- A tensorflow based
Faster RCNN inception v2
python model to detect and count humans in real time images, videos & camera. - Used pre-trained
frozen_inference_graph.pb
frozen graph to handle the detection. - Visualize the data using
Enumeration Plot
andAvg. Accuracy Plot
.
- python 3
- tkinter
- messagebox
- PIL
- cv2
- argparse
- matplotlib.pyplot
- numpy
- time
- os
- tensorflow
- fpdf
- User just need to download the file and run the main.py on their local system.
- On the starting window of the application, user will be able to see START and EXIT option, using which user can start the application or exit from the application.
- When user starts the application using START button, a new window will open, which allows user with options like, DETECT FROM IMAGE, DETECT FROM VIDEO or DETECT FROM CAMERA.
- When user selects any of the first two option, he/she needs to select the respective files using SELECT button.
- User can preview the selected file using PREVIEW button, and detect and count the humans using DETECT button.
- And when user selects, the last option of detecting through camera, user need to open the Camera, using OPEN CAMERA button, As soon as camera opens, detection process will start.
- After detection process gets completed or user manually completes it, two graph get plotted,
- 1.) Enumeration Plot(Human Count Vs. time) and
- 2.) Avg. Accuracy Plot(Avg. Accuracy Vs. time).
- Along with this two plots, an option to generate crowd report also appears, On clicking on it, a crowd report in form of PDF is generated ans saved autmatically at the project file location.

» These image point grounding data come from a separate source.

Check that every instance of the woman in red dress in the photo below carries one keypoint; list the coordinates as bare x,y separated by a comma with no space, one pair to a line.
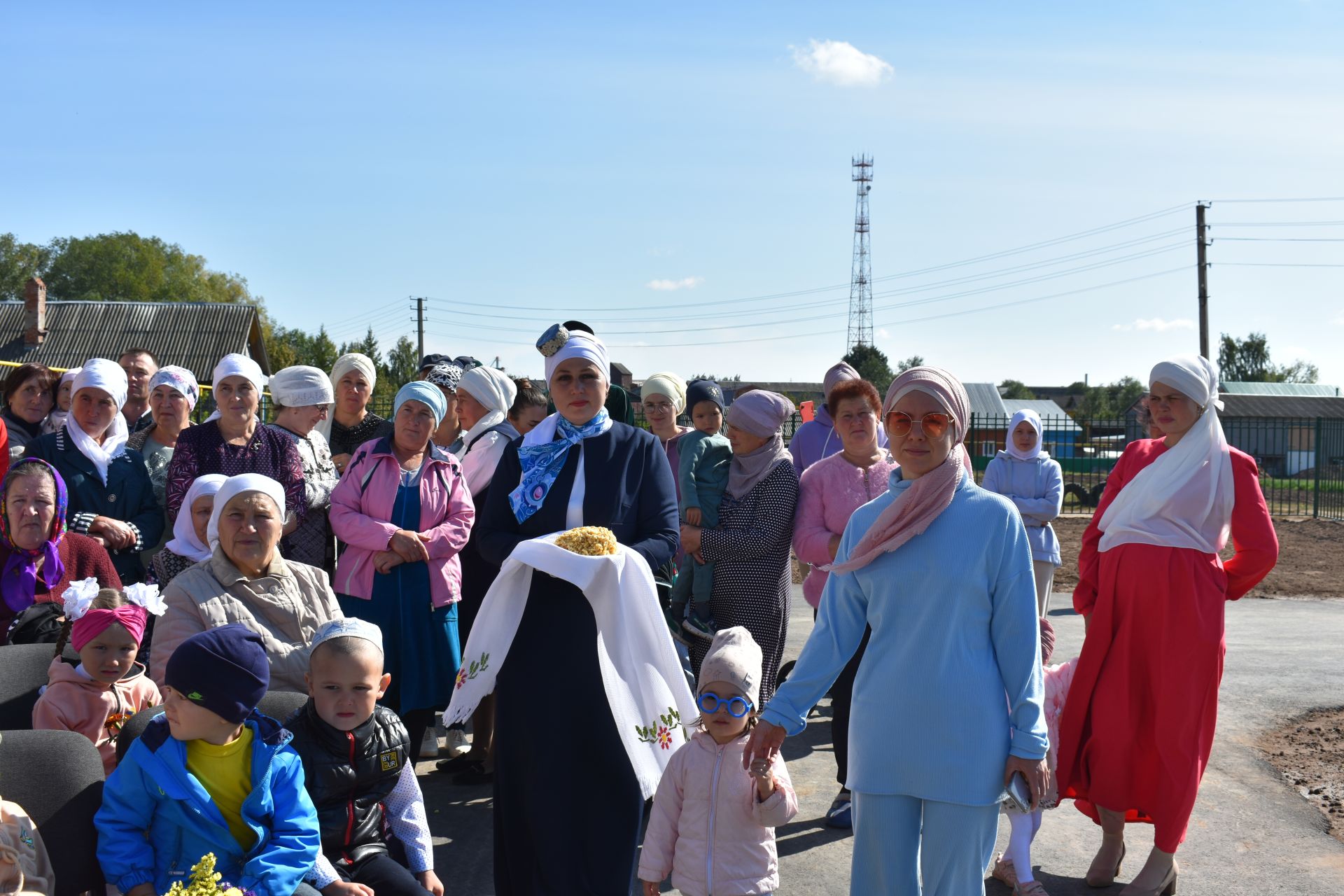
1139,720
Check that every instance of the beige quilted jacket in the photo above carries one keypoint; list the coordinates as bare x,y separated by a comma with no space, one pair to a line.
286,608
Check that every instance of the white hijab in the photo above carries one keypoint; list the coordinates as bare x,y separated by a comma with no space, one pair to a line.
1028,416
185,542
1183,498
495,391
101,374
232,488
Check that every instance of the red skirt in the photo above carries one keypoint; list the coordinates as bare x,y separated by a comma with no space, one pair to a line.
1139,720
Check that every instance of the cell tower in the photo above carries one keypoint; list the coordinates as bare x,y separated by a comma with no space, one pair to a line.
860,274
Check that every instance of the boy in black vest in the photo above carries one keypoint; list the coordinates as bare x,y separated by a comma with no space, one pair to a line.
358,770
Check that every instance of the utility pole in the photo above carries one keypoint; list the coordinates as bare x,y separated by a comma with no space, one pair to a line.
420,326
1202,246
860,270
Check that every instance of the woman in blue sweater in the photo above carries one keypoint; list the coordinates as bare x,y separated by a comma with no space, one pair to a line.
948,699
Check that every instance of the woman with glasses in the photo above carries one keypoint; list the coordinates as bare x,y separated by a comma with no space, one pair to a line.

- In the crowd report genrated, there will be information like, What is Max Human Count, Max Accuracy, Max Avg. Accuracy, and also a two line status about crowd.
- This scripts helps user to easily get the count of human through real time image, video or camera, and thereafter also analysis of crowd through crowd report.
- Install all the required libraries.
- After that download the code file, and run main.py on local system.
- Then the script will start running and user can explore it by detecting the human and also getting the count of it.